I want to add a few new pages, "/Dashboard/Monitoring", "/Dashboard/Logs". I
want this to utilize angular with html5mode enabled. This way they can still
bookmark the links and come back, or at least the url won't look weird.

I don't want the old links to be broken, as I add pages with routing enabled
it should work. It ends up breaking though because if those other three links
don't match my two configured links (Monitoring, Logs), it uses "otherwise" to
fallback to the home directory "/". There's no way arround this other than
detecting and turning on/off the routing.

------
snippet22
Well angular 2 is mostly written the same way every time you want to build
something and is connected through a custom html tag. This allows you to not
deal with js that is built 100 different ways for a 100 different reasons. Not
just that but file structure is exactly the same always. Basically angular1
was just a step up from JavaScript which seemed nice but really with not much
reusability.
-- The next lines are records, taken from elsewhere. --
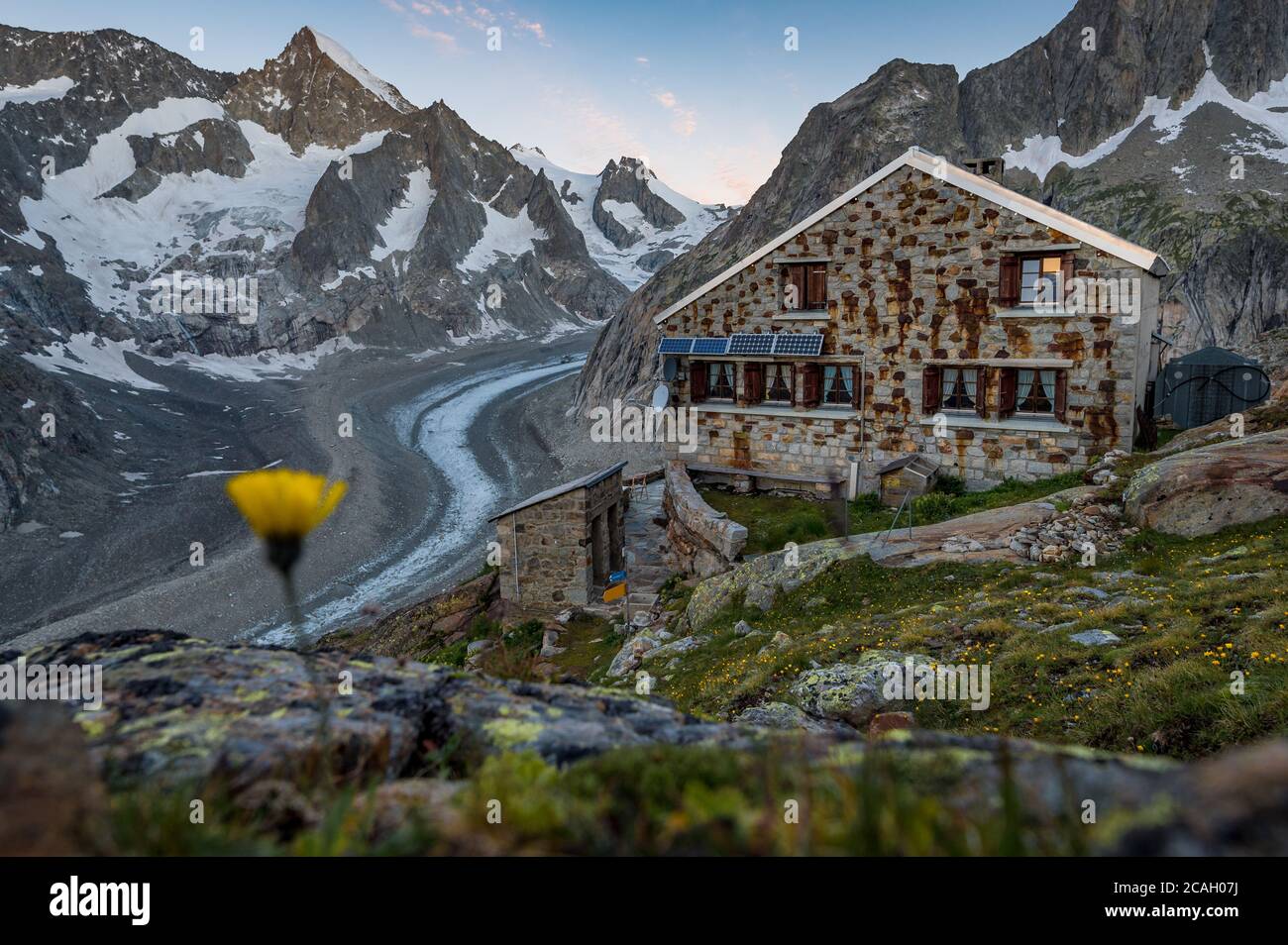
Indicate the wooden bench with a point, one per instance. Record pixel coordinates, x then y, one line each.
832 480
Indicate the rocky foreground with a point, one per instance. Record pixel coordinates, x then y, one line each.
271 740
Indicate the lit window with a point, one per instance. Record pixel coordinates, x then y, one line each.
1035 270
960 389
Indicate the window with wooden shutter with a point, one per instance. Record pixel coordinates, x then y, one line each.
1067 271
1034 278
1006 391
811 385
930 387
805 286
838 385
697 381
1009 295
782 383
720 380
1035 391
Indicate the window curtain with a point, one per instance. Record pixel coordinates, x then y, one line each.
1025 386
1044 381
836 385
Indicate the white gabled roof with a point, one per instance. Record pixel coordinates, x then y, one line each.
973 183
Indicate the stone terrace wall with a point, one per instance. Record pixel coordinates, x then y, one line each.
703 541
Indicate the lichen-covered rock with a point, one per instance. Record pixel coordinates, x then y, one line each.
850 691
760 580
178 709
1206 489
677 647
787 717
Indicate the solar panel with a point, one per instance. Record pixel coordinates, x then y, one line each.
751 344
675 347
709 345
804 345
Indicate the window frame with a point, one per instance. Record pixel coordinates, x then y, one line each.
1037 376
823 386
774 368
1041 259
943 387
713 368
807 303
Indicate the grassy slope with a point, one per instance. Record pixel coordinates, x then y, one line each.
1185 626
774 520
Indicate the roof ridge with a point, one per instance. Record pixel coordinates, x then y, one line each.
938 166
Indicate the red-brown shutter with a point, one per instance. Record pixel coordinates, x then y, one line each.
1009 292
816 295
931 386
697 380
812 385
754 382
1008 381
1067 271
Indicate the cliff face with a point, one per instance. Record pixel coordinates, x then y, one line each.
1136 134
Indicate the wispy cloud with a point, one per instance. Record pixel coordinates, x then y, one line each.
592 130
684 120
469 16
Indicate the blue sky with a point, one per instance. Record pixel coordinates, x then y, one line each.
706 91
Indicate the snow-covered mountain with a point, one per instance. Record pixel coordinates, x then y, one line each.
634 224
154 207
308 183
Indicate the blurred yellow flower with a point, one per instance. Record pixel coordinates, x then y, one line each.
283 503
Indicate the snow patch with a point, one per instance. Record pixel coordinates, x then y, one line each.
502 236
407 218
1042 154
42 91
377 86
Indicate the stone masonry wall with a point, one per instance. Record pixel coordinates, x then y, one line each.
554 553
913 278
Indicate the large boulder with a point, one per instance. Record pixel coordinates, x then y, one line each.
1206 489
851 692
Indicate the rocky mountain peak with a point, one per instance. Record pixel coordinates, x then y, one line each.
1127 115
314 91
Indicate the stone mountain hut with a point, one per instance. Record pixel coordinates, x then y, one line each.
559 546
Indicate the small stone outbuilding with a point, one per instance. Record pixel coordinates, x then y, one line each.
912 475
559 546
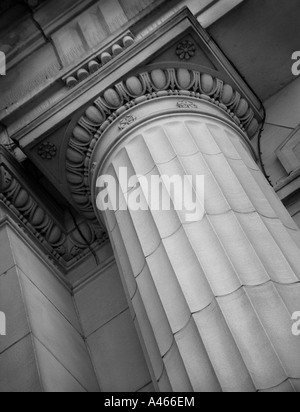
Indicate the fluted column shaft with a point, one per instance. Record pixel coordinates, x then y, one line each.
213 296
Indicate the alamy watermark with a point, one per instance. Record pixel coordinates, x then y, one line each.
184 194
2 64
296 65
2 324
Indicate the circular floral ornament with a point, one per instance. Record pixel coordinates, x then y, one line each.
47 150
186 50
186 104
127 121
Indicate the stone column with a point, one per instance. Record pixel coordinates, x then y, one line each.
213 296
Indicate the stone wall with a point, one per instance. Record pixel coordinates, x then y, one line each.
280 146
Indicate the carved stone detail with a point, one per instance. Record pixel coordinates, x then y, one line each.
47 150
185 104
63 246
98 60
186 50
115 101
127 121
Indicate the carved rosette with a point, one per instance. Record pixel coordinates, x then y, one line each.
63 246
186 50
47 150
185 104
127 121
115 101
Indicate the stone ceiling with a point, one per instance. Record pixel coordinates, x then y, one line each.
259 38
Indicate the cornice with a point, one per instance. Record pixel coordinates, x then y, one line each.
40 217
71 126
134 91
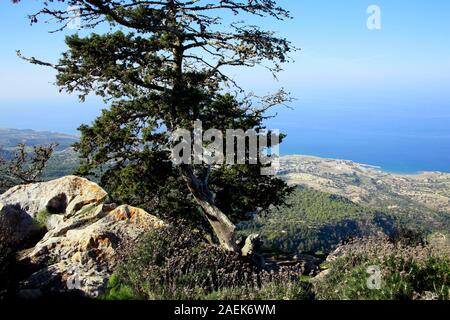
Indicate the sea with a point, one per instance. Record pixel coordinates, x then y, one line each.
408 136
Plus since you can build components inside components, you don't
have to worry about implementation into a project. With RC5s new modules, you
don't have to worry about importing into those components. So basically you
can easily implement the app into any project with the same components and the
same way always. Basically once you make one, you don't have to rewrite it.
They even have their own CSS files, and use life cycle hooks so you can have
different components fire off at different render times or events. It is
basically the jquery of data. Also with easy observables, server side
rendering, and simple data binding, you really can do anything. Angular 2 and
1 are night and day.